Materials and Methods
Study design
This study was approved and supervised by the Ethics Committee of The Second Hospital of Jilin University, Changchun, China (No. [2018]137). All experiments were performed in accordance with the Code of Ethics of the World Medical Association. All participants provided written, informed consent. This study conformed to the ethical guidelines of the 1975 Declaration of Helsinki, is registered with the Chinese Clinical Trial Registry, and was closed to accrual.

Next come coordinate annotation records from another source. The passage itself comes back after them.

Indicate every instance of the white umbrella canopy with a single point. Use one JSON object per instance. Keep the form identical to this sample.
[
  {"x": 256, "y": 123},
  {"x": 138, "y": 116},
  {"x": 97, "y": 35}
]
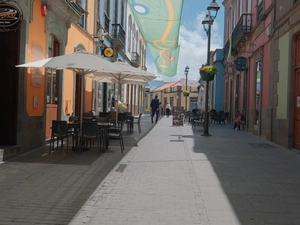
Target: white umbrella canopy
[{"x": 81, "y": 62}]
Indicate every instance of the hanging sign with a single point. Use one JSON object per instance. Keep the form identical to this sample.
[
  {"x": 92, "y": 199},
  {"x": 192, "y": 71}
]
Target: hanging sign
[
  {"x": 241, "y": 63},
  {"x": 10, "y": 17},
  {"x": 108, "y": 52}
]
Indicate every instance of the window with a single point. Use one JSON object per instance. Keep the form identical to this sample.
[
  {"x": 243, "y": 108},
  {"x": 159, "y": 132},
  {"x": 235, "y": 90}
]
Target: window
[
  {"x": 116, "y": 11},
  {"x": 240, "y": 8},
  {"x": 53, "y": 78},
  {"x": 83, "y": 20},
  {"x": 122, "y": 14},
  {"x": 259, "y": 9},
  {"x": 249, "y": 3},
  {"x": 258, "y": 91}
]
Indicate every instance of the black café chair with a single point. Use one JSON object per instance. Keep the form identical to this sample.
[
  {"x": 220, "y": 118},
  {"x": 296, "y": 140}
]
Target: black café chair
[
  {"x": 59, "y": 131},
  {"x": 89, "y": 133},
  {"x": 116, "y": 134}
]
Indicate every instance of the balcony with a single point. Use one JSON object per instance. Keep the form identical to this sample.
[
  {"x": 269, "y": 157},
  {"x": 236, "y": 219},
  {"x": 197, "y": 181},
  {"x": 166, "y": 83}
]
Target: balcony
[
  {"x": 135, "y": 59},
  {"x": 242, "y": 30},
  {"x": 226, "y": 47},
  {"x": 118, "y": 37}
]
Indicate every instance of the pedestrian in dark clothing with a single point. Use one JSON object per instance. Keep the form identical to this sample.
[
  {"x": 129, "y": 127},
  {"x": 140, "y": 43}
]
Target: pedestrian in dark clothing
[
  {"x": 154, "y": 108},
  {"x": 239, "y": 119}
]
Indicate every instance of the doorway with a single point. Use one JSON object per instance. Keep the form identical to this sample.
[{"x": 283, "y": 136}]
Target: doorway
[
  {"x": 53, "y": 84},
  {"x": 9, "y": 53},
  {"x": 296, "y": 119}
]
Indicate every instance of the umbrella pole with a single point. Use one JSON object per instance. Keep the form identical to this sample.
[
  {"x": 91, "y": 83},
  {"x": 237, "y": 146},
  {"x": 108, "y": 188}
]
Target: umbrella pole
[{"x": 81, "y": 107}]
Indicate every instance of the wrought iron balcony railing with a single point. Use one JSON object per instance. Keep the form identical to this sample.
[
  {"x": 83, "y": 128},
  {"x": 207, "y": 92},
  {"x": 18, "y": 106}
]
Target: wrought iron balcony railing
[
  {"x": 135, "y": 59},
  {"x": 118, "y": 33},
  {"x": 242, "y": 29}
]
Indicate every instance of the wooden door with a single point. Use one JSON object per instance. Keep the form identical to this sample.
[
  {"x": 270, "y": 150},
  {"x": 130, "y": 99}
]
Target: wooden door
[
  {"x": 9, "y": 80},
  {"x": 296, "y": 122}
]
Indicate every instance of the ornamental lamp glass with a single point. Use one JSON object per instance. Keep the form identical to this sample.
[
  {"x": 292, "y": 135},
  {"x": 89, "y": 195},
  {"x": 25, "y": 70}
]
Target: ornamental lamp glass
[{"x": 213, "y": 9}]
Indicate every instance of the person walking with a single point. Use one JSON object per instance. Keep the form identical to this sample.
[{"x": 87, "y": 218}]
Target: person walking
[
  {"x": 168, "y": 109},
  {"x": 161, "y": 109},
  {"x": 154, "y": 108}
]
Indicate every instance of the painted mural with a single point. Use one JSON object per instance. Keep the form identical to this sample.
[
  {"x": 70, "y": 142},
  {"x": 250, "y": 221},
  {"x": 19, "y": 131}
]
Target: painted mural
[{"x": 159, "y": 21}]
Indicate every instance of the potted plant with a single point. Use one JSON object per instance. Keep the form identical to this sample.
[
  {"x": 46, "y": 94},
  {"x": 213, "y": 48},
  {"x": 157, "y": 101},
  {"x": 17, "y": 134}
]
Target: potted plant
[
  {"x": 186, "y": 93},
  {"x": 208, "y": 72}
]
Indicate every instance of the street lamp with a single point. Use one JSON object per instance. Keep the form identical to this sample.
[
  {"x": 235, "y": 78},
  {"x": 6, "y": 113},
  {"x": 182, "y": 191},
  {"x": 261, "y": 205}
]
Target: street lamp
[
  {"x": 186, "y": 72},
  {"x": 212, "y": 9}
]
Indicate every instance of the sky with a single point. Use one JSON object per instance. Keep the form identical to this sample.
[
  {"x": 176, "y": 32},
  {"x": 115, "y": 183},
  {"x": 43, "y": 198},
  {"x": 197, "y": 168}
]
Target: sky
[{"x": 193, "y": 40}]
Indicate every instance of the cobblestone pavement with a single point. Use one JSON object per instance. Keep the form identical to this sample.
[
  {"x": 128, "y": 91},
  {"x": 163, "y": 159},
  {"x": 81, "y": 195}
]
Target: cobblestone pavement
[
  {"x": 172, "y": 175},
  {"x": 176, "y": 176}
]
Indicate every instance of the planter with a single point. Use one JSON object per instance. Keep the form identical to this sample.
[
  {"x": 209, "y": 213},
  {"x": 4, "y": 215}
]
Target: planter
[{"x": 205, "y": 76}]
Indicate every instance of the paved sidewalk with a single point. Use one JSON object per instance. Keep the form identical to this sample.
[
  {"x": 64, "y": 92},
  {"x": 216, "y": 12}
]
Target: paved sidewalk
[{"x": 177, "y": 176}]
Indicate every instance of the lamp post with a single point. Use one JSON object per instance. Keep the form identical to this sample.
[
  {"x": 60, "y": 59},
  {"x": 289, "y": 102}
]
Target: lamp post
[
  {"x": 186, "y": 72},
  {"x": 212, "y": 9}
]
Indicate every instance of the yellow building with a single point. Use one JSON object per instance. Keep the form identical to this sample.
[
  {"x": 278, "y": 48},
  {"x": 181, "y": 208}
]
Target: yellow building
[{"x": 172, "y": 93}]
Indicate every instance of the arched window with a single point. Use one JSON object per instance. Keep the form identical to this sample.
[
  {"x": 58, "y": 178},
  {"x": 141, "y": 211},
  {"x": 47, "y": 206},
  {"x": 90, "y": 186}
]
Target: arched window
[
  {"x": 129, "y": 33},
  {"x": 133, "y": 38}
]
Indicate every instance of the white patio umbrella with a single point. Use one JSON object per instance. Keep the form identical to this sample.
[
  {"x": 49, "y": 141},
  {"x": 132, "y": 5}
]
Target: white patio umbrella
[{"x": 81, "y": 62}]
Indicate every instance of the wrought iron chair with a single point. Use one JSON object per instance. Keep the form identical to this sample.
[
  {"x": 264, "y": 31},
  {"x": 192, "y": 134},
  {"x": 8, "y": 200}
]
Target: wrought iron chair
[
  {"x": 90, "y": 132},
  {"x": 59, "y": 131},
  {"x": 116, "y": 134}
]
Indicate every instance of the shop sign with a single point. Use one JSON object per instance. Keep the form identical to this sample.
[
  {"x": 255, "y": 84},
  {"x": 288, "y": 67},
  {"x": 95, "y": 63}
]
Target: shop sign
[{"x": 10, "y": 17}]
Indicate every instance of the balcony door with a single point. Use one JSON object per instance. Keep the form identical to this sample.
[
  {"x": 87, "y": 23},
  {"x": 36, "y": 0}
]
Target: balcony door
[{"x": 296, "y": 122}]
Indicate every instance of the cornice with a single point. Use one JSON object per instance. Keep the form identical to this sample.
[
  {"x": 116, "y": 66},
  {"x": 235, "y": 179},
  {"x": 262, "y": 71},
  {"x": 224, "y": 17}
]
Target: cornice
[{"x": 65, "y": 9}]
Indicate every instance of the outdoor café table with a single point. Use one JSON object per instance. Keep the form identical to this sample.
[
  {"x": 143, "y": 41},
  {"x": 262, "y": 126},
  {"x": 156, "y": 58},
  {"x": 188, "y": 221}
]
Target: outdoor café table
[{"x": 76, "y": 127}]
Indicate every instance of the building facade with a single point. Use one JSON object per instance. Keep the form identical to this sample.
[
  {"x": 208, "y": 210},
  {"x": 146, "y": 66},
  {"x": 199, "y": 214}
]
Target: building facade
[
  {"x": 266, "y": 34},
  {"x": 247, "y": 50},
  {"x": 48, "y": 28}
]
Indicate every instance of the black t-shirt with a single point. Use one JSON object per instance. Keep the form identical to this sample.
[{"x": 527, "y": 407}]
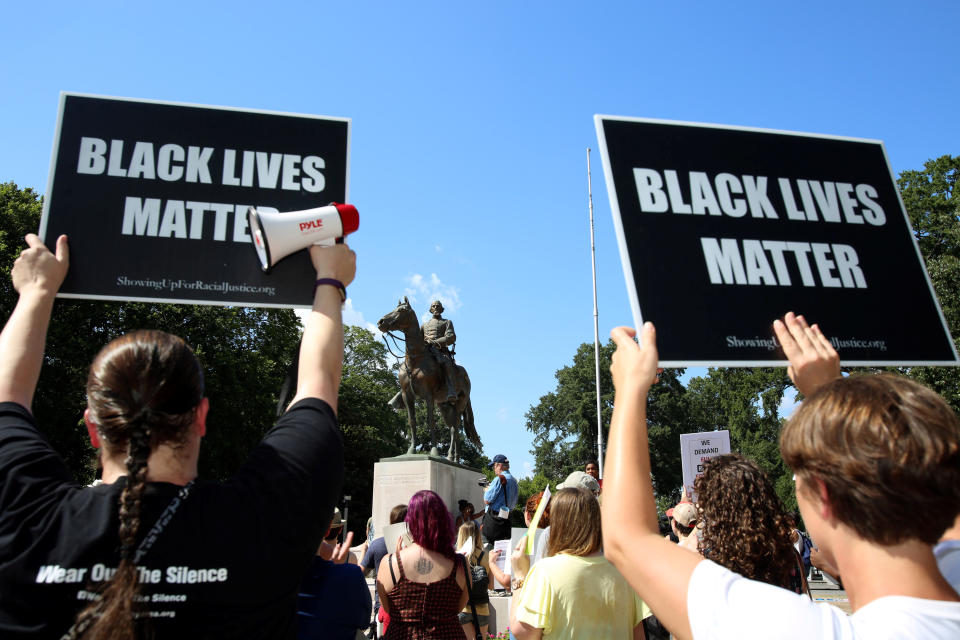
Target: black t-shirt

Study participants were categorized into three groups, including LADA participants (Group LADA), T2DM participants (Group DM), and healthy participants (Group NG). Experimental group participants were enrolled from the Department of Endocrinology outpatients and inpatients, The Second Hospital of Jilin University from February to May of 2019 and control group participants were included from the population who underwent physical examination in the hospital during the same period. Each participant was tested using the American Diabetes Association diagnostic criteria to determine whether an individual was healthy or had diabetes. Table 1 shows the characteristics of the Group LADA, Group DM, and Group NG.
The Clinical Characteristics of the Study Population
p < 0.05; **p < 0.01; ***p < 0.001; compared with GROUP NG.

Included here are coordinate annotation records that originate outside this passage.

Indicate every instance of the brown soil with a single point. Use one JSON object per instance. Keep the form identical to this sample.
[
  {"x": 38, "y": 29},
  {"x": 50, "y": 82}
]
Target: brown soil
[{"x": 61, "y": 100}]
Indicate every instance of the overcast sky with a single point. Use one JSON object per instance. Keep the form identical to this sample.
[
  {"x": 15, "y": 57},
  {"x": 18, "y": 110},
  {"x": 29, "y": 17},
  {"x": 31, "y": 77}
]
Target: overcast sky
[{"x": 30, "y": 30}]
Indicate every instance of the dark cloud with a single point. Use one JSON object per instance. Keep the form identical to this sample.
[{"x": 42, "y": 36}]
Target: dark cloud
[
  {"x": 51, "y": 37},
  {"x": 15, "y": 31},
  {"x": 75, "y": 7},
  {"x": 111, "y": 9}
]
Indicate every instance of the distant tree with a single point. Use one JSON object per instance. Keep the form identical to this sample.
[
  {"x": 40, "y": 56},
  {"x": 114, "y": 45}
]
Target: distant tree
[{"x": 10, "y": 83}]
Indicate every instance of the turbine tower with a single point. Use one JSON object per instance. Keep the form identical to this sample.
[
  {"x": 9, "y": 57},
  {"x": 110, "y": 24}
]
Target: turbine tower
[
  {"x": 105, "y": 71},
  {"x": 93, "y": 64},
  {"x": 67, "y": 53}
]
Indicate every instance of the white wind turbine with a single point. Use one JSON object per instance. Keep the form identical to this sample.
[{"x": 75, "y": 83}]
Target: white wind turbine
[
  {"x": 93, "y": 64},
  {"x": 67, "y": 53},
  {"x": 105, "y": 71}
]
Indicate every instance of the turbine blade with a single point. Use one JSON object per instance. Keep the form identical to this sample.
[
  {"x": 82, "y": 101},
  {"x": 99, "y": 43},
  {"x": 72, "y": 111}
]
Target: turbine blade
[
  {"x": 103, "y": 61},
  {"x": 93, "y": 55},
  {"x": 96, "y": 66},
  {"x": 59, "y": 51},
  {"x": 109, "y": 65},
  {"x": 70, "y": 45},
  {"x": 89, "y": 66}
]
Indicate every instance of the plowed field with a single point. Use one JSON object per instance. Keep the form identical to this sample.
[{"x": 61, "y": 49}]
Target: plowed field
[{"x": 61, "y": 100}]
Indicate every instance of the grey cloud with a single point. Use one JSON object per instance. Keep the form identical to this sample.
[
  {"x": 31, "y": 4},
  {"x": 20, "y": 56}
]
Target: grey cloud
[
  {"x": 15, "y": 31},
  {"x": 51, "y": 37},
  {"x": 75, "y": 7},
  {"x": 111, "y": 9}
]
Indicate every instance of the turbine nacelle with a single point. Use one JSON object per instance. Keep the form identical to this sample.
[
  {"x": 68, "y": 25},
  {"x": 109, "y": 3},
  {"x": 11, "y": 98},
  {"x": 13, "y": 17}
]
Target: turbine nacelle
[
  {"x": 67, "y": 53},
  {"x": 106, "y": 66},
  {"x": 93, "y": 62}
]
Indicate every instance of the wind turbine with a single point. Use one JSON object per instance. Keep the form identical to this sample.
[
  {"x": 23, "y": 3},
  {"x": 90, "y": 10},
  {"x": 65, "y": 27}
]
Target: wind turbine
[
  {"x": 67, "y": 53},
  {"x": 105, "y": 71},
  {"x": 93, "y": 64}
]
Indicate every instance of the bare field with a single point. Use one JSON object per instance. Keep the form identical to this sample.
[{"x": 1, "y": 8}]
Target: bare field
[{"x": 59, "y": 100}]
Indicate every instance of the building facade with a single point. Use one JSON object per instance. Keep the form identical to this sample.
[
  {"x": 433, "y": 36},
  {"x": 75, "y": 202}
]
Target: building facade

p < 0.05; ###p < 0.001; compared with GROUP DM.
ALT, alanine aminotransferase; AST, aspartate aminotransferase; BMI, body mass index; GLU, glucose; HbA1c, hemoglobin A1c; HDL, high-density lipoprotein cholesterol; LADA, latent autoimmune diabetes in adults; TC, total cholesterol; TG, triglyceride.
LADA definition and whole blood sample collection
The LADA group contained participants who were 30-55 years at the time of diabetes diagnosis, who did not require insulin treatment for at least 6 months after diagnosis, and who had glutamic acid decarboxylase autoantibody or other islet cell autoantibody (islet cell antibody-IgG, zinc transporter-8 antibody, insulin autoantibody, and protein tyrosine phosphatase-like IA-2 autoantibody) positivity. Exclusion criteria included other special types of diabetes or gestational diabetes, malignancies, serious liver and kidney dysfunction, any other acute or chronic inflammatory diseases, untreated essential hypertension (≥160/100 mmHg), any endocrine diseases other than diabetes, any acute and chronic diabetic complications, and pregnant or lactating women. Details of antibody positivity in the LADA group were provided in Supplementary Table S1.

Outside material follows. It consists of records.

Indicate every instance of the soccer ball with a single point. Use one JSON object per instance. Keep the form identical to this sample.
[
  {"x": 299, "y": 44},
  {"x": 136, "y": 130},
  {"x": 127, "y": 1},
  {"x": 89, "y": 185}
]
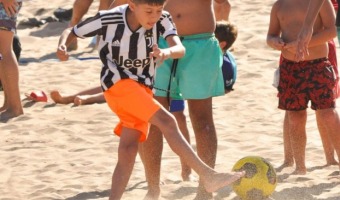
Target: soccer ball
[{"x": 260, "y": 179}]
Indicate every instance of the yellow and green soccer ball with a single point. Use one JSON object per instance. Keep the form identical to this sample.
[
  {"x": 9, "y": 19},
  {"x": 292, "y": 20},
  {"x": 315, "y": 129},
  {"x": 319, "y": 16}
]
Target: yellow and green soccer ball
[{"x": 260, "y": 179}]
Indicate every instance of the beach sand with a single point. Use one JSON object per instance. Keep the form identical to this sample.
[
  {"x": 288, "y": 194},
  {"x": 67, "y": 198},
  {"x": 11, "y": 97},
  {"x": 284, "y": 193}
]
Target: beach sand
[{"x": 69, "y": 152}]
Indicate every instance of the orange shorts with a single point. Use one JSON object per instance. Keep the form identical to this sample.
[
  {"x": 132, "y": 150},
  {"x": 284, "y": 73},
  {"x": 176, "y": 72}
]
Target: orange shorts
[{"x": 133, "y": 103}]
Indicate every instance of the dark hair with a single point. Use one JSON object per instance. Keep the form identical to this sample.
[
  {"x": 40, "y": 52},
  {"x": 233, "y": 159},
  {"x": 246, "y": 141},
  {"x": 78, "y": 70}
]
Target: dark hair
[
  {"x": 150, "y": 2},
  {"x": 227, "y": 32}
]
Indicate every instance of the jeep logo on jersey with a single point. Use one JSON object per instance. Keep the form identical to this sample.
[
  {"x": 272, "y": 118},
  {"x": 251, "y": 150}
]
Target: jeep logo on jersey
[
  {"x": 136, "y": 63},
  {"x": 149, "y": 41}
]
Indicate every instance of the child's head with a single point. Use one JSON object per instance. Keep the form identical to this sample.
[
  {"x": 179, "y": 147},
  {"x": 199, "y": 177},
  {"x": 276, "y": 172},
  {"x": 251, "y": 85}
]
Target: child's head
[
  {"x": 147, "y": 12},
  {"x": 150, "y": 2},
  {"x": 226, "y": 34}
]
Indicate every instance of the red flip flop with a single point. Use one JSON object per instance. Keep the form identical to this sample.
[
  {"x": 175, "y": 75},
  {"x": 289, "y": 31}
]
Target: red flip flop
[{"x": 37, "y": 96}]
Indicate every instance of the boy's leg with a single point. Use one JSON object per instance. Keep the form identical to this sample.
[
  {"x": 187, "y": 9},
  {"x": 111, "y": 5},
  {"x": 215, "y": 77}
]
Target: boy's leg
[
  {"x": 330, "y": 117},
  {"x": 66, "y": 99},
  {"x": 80, "y": 8},
  {"x": 9, "y": 76},
  {"x": 326, "y": 140},
  {"x": 206, "y": 139},
  {"x": 297, "y": 132},
  {"x": 151, "y": 154},
  {"x": 182, "y": 124},
  {"x": 127, "y": 151},
  {"x": 211, "y": 180},
  {"x": 288, "y": 151}
]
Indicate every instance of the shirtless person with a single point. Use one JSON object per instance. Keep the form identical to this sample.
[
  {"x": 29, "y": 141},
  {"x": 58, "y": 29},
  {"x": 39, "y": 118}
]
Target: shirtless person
[
  {"x": 310, "y": 80},
  {"x": 203, "y": 60}
]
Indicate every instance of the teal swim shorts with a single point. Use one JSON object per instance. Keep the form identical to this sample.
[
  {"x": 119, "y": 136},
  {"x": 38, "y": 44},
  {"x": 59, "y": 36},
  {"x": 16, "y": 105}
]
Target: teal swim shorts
[{"x": 197, "y": 75}]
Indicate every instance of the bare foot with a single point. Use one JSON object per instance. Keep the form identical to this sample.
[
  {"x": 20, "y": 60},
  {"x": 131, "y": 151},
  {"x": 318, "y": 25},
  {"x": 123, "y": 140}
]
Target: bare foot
[
  {"x": 189, "y": 178},
  {"x": 152, "y": 195},
  {"x": 83, "y": 100},
  {"x": 57, "y": 98},
  {"x": 73, "y": 46},
  {"x": 203, "y": 195},
  {"x": 3, "y": 108},
  {"x": 331, "y": 161},
  {"x": 219, "y": 180},
  {"x": 300, "y": 172},
  {"x": 284, "y": 165},
  {"x": 8, "y": 114}
]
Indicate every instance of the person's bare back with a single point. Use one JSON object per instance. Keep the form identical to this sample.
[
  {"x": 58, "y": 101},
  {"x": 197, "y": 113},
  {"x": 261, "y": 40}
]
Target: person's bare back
[
  {"x": 291, "y": 15},
  {"x": 192, "y": 16}
]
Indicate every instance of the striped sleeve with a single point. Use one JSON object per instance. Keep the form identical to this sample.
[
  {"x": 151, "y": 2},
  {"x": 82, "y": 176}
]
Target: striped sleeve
[{"x": 89, "y": 27}]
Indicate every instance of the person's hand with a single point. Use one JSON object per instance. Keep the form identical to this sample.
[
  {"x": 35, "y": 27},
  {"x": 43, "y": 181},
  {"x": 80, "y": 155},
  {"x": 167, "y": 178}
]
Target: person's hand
[
  {"x": 278, "y": 44},
  {"x": 159, "y": 55},
  {"x": 10, "y": 7},
  {"x": 62, "y": 53},
  {"x": 291, "y": 47},
  {"x": 303, "y": 40}
]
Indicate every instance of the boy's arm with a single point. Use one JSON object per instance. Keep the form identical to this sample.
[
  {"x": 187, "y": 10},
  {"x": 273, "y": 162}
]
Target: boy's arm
[
  {"x": 327, "y": 15},
  {"x": 175, "y": 50},
  {"x": 222, "y": 9},
  {"x": 306, "y": 32},
  {"x": 274, "y": 31},
  {"x": 65, "y": 40}
]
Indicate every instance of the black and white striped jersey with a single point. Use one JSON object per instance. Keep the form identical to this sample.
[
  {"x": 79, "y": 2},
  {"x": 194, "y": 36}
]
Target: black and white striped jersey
[{"x": 124, "y": 53}]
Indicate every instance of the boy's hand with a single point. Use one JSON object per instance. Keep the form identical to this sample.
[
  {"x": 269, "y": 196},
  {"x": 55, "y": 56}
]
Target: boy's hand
[
  {"x": 278, "y": 44},
  {"x": 159, "y": 54},
  {"x": 292, "y": 47},
  {"x": 10, "y": 7},
  {"x": 62, "y": 53}
]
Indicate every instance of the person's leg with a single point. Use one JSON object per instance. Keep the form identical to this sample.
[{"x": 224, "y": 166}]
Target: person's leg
[
  {"x": 211, "y": 180},
  {"x": 330, "y": 118},
  {"x": 326, "y": 141},
  {"x": 66, "y": 99},
  {"x": 151, "y": 154},
  {"x": 80, "y": 8},
  {"x": 127, "y": 151},
  {"x": 89, "y": 99},
  {"x": 200, "y": 112},
  {"x": 297, "y": 132},
  {"x": 182, "y": 123},
  {"x": 9, "y": 76},
  {"x": 287, "y": 147}
]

RNA library sequencing and subsequent bioinformatics analysis
Venous blood samples were collected from three groups. Total RNA of each specimen was quantified, and quality assurance was confirmed using NanoDrop ND-1000 spectrophotometer (NanoDrop, Wilmington, DE, USA). Standard denaturing agarose gel electrophoresis was performed to assess RNA integrity. For each sample we pooled random 3 RNA samples in each group, to limit variation due to differences in vector injection. Cloud-Seq Biotech (Shanghai, China) performed transcriptome high-throughput sequencing and subsequent bioinformatics analysis.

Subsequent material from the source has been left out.